The Folk Theorem of behavioral economics is not named after Professor Folk. It refers to the “obvious” fact that people are more cooperative when they interact over time—negotiating, trading, rewarding and punishing—instead of just once. This theorem is not, unfortunately, taught to most economics students; even worse, it is ignored in economic research that relies on simple models to “prove” how people will interact. The Prisoner’s Dilemma and Tragedy of the Commons, for example, are related in their dire predictions of how self-interested people who should cooperate will defect, leaving prisoners and the environment worse off. These models are often used to justify policies, actions or inactions that make the common man shake his head in wonder. Cooperation on climate change?  Nope. Regulation of high-seas fishing?  No. Sustainable groundwater management?  No sir. Starving the poor by sending corn into gas tanks. Sure—they’d do it to us if they could!

I could fill a book with examples of failures to coordinate and address actions and problems that have pushed us closer to brutish, nasty and short. These examples cannot be blamed on economists or their theories—humans have suffered from similar problems for ages—but we can blame economists for promoting the idea that miserable outcomes are logical or inevitable. It was Keynes, after all, who spoke of our potentially misleading power:
 
The ideas of economists and political philosophers, both when they are right and when they are wrong, are more powerful than is commonly understood. Indeed the world is ruled by little else. Practical men, who believe themselves to be quite exempt from any intellectual influence, are usually the slaves of some defunct economist. Madmen in authority, who hear voices in the air, are distilling their frenzy from some academic scribbler of a few years back. —Keynes (1936, p. 383)

Economists’ focus on single transactions over repeated relations means that we design systems and incentives that emphasize short-term advantage over long-term cooperation, whether it be with other humans, beasts or ecosystems. The irony of these misplaced theories is that humans lacking the wisdom of clever economists often have better relations with each other and their surroundings (Polanyi, 1944; Lansing, 1991).

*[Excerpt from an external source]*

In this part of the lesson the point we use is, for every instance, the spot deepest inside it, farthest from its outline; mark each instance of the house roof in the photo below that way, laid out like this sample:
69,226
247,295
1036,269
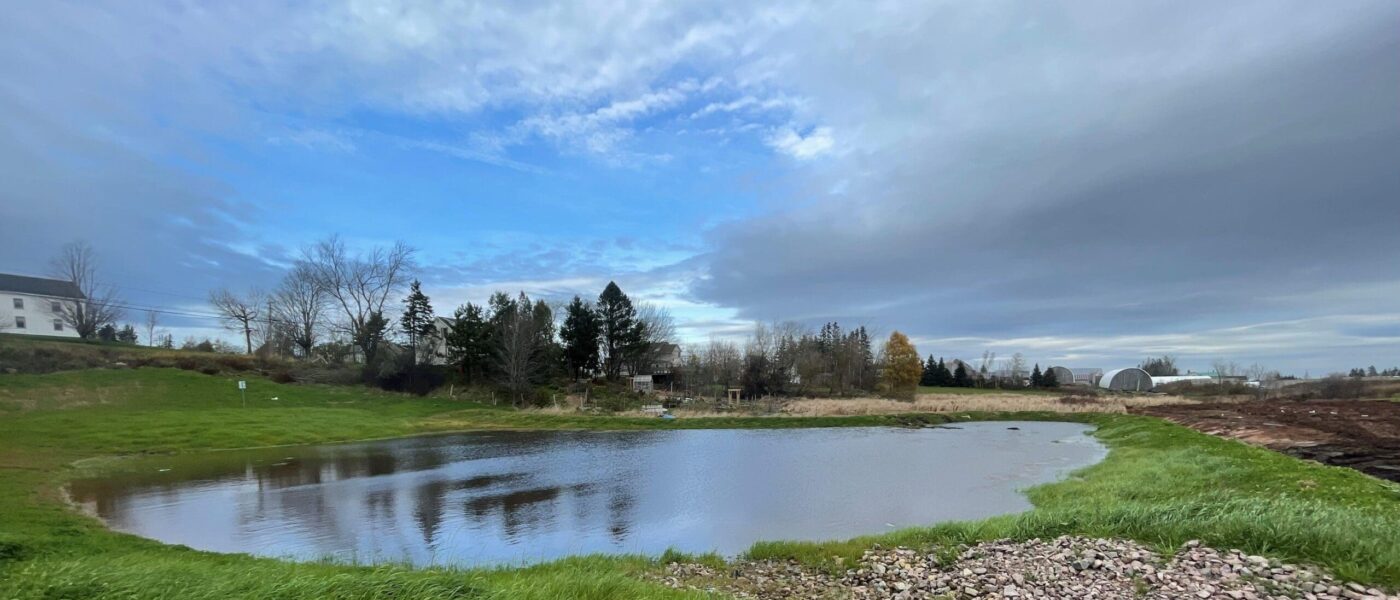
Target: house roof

They may have fights and they may be superstitious or poor, but they usually find ways to cooperate in building robust institutions for managing their natural, social and environmental resources (Axelrod and Hamilton, 1981; Lansing, 1991; Ostrom et al., 1994; Henrich et al., 2001; Dietz et al., 2003).

But they were as not as rich as we were, right?  Didn’t that mean that their cultures and systems were inferior and simple?  Perhaps, if we compare discrete purchases, disposal and recycling of products but not if we pay attention to the streams of continuous value provided by natural processes and social relations. Should we quantify and monetize ecosystem services and social networks?  That cure may be worse than the disease.
That statement brings us to a difficult junction. A few people think that humans should do the planet a favor by turning our entire population and civilization into an elaborate compost pile (others think we’re on the way), but most people agree that we should use resources and the environment to improve our lives. The question the majority wants answered, then, is “how much can we take without harming ourselves? ” Economists—as specialists in getting the most benefit out of scarce resources—have certainly spent a lot of time trying to answer that question. But our tendency to push for efficiency using faith-based numbers and models has led us to use concepts like “maximum sustainable yield,” “optimal exploitation” and “the economics of extinction.” These phrases should make us all pause.

What if optimal exploitation turns into an unexpected extinction?  Should we allow private profits from exploiting a resource that belongs to us all?  Will people be smart enough to include a safety margin?  If the financial crisis has taught us anything, it’s that we should not bet on forbearance over greed. Economists, unfortunately, have sometimes invited greed to join us.